Although nearly unknown to the health-conscious public, edible wild herbs, greens, berries, nuts, seeds, and mushrooms abound in local natural habitats throughout the US. Fighting for survival, wild plants concentrate more flavor and nutrients than do commercial varieties.
If foraging appeals to you as it does to me, remember you must identify wild foods with 100% certainty to avoid poisonous species. Attend foraging tours or use an accurate guidebook, and start with a few easy-to-recognize species that have no poisonous look-alikes. Avoid sprayed or contaminated grounds within 50 feet of busy traffic or rail lines, and eat small amounts at first in case of adverse reactions.
Combined with the judicious use of health-food-store ingredients, wild foods can transform mundane recipes into delicious, wholesome dishes. If foraging doesn't sound like your cup of tea, here's a variety of wild foods that are also available commercially:
• The common dandelion's jagged leaves are best when very young, (early spring and late fall in the eastern states). Use them raw, or sauté with seasonings, or take them one step further and simmer in a sauce, which may downplay their inherant bitter taste.
• Smooth, fragrant, beige to white oyster mushrooms, layered on dead wood, with blade-like, broad white gills running down the stems, aren't safe foraging targets for beginners, but you can buy them at many food stores. Cooked with traditional "seafood seasonings", they'll replace and outshine any shellfish.

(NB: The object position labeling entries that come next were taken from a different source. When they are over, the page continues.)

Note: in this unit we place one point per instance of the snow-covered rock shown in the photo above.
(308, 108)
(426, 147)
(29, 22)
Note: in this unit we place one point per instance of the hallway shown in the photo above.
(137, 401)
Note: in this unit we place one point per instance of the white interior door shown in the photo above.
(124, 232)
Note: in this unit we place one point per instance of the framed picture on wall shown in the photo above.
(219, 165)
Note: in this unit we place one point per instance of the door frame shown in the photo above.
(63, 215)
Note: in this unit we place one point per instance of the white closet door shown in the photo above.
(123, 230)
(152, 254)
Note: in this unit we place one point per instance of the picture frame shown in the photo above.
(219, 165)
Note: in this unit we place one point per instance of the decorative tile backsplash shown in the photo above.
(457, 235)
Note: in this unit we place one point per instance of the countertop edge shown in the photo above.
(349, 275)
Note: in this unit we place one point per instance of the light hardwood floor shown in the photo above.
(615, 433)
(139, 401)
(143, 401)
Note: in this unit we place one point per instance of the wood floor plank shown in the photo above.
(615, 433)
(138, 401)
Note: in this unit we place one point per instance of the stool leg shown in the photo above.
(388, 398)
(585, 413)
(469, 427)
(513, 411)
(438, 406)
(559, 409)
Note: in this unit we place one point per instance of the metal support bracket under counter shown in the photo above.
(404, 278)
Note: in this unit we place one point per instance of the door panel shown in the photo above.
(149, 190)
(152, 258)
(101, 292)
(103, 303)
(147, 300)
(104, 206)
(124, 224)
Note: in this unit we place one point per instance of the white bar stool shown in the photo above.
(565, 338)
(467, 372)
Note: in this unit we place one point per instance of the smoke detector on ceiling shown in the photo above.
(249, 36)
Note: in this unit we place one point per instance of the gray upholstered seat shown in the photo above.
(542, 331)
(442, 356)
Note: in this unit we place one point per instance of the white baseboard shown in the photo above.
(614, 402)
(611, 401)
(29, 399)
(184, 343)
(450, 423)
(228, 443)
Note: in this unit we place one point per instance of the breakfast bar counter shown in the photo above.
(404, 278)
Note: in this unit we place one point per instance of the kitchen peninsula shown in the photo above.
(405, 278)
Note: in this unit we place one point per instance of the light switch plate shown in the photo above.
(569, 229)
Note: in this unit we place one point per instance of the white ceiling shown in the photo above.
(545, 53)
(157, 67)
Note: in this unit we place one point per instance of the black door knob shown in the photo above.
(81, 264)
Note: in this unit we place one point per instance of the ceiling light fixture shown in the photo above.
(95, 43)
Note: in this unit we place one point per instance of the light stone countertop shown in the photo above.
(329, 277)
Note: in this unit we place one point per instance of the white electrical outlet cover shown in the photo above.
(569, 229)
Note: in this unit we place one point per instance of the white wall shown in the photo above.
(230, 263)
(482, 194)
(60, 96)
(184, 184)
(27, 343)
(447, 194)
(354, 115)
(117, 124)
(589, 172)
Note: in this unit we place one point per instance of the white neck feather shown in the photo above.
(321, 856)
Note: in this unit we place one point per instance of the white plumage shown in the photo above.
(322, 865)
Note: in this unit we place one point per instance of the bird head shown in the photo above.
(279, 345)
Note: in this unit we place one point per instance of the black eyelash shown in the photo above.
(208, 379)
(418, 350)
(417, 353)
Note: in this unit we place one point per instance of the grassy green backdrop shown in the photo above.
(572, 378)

• Wild blackberries, superb in any fruit dish, look like the commercial ones. Growing in thickets and trail sides, these thorny, bushy plants have deeply serrated leaves divided into radiating segments. The fruits aren't hollow like raspberries.
• Various edible wild mint species, traditionally used as a seasoning, often found in wet habitats, have opposite (paired) leaves and square stems, and smell minty.
• The wild parsnip, escaped from cultivation, has two-foot-long, raggedy leaves divided into segments, and tiny yellow flowers arranged like an umbrella on a five-foot-tall stalk in its second (final) year. In its first year, the single, sweet, white taproot is perfect for soups, stews, and sauces.
• Amaranth is a coarse-looking field plant, with long-stalked, unpaired, oval to lance-shaped leaves, and spikes filled with thousands of tiny black seeds you can cook like grains.